Boston prosecutors who charged Aaron Hernandez with murder in a 2012 double homicide announced Wednesday that they are interested in speaking to anyone who tattooed the former New England Patriot after the killings or in the six months prior.

The heavily inked, former NFL star was indicted last week, named as the triggerman in the July 2012 drive-by shooting that killed Daniel Abreu and Safiro Furtado, two Cape Verdean men whose car was hit with a barrage of gunfire while they were stopped at a traffic light after leaving Cure Lounge, a nightclub in Boston’s South End. Earlier in the night, authorities say, the victims had a “chance encounter” with Hernandez at Cure.

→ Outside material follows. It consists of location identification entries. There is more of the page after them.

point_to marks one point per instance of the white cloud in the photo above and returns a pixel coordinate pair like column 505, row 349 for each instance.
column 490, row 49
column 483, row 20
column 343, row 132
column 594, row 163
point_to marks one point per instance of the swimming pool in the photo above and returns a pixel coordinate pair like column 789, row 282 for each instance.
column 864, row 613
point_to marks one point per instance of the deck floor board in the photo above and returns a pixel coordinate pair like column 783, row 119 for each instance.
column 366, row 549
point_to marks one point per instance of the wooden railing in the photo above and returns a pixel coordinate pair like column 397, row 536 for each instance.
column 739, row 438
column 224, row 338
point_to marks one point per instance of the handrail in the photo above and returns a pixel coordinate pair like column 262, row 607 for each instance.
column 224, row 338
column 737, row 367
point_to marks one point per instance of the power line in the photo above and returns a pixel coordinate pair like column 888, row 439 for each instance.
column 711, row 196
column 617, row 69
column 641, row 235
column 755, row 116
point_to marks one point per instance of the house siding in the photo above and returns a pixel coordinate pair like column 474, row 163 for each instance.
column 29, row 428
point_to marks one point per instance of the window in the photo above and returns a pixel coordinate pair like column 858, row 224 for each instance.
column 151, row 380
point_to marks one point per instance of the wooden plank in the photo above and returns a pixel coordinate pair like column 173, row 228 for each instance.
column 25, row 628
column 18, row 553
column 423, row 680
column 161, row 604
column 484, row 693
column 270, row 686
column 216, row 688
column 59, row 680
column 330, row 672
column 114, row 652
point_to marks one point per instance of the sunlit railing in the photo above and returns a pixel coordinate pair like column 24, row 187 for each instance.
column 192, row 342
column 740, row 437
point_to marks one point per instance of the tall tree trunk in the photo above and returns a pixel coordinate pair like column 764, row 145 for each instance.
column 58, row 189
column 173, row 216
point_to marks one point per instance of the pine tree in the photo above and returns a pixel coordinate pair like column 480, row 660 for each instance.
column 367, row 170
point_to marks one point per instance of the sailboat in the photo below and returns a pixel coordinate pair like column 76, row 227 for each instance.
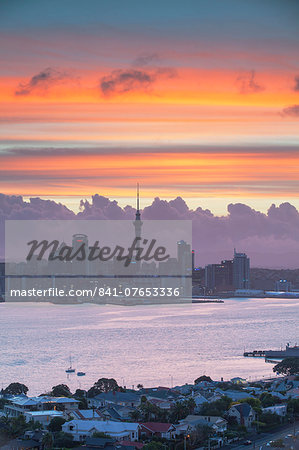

The Suffolk County District Attorney’s office said it is seeking information from the artist or artists “who provided Hernandez with specific tattoos on his right forearm between February 2012 and June 2013” because they believe that the artists might be able to provide statements that could be used as evidence in the case.

The time frame covers the six months leading up to and 11 months following the shooting — a year and a half spanning the end of the 2011-12 football season until Hernandez’s arrest in the June 2013 murder of Odin Lloyd. Evidence recovered in the Lloyd case helped Boston authorities reopen their investigation and eventually make an arrest in the 2012 double slayings, a case that previously had gone cold.

The period of interest to investigators begins the same month as the 2012 Super Bowl, at which Hernandez told reporters that the artwork on his right arm “is about good days and bad days and the end is heaven.”

“Big Brother” is etched on his inner right forearm. The words “No Fear” wrap around a dagger stretching from elbow to wrist. On the top of the forearm, the phrase “In God’s Hands” surrounds an image of a man holding a baby — and photographs indicate that Hernandez added stars to that image in the months between the 2012 Super Bowl and his arrest last June.

Prosecutors listed a number of cities throughout the country to which Hernandez traveled and might have received tattoo work in the course of the 17 months.

He visited his hometown in Bristol, Conn. He is believed to have frequented Cure in Boston on multiple occasions in summer 2012 — joined by his friend Alexander Bradley, an East Hartford native who was with Hernandez on the night of the double homicide.

In February 2013, Hernandez and Bradley went to Palm Beach, Fla. — a trip that apparently ended their friendship, as Bradley later filed a lawsuit that accused Hernandez of shooting him in the eye and leaving him to die after an argument at a strip club.

The following spring, Hernandez moved to Hermosa Beach, Calif., for training with Patriots quarterback Tom Brady, but he also made a trip to Miami to visit former University of Florida teammate Mike Pouncey. Pouncey last fall was subpoenaed to testify before a federal grand jury investigating whether Hernandez illegally obtained weapons from Florida.

In May 2013, weeks before Hernandez was arrested and charged with murder, authorities say that he and Ernest Wallace, a Bristol man also charged in Lloyd’s death, were involved in a dispute at a bar in Rhode Island.

The district attorney’s office listed those five states, but said it was interested in talking to anyone who tattooed Hernandez’s right forearm during that time frame. It would not provide specifics about the information sought, citing fears that it could influence witness statements.

Hernandez is scheduled to appear in court in Massachusetts next week to face charges in the Boston killings. He was indicted on two counts of first-degree murder, three counts of armed assault with intent to murder, one count of assault and battery, and one illegal firearms count.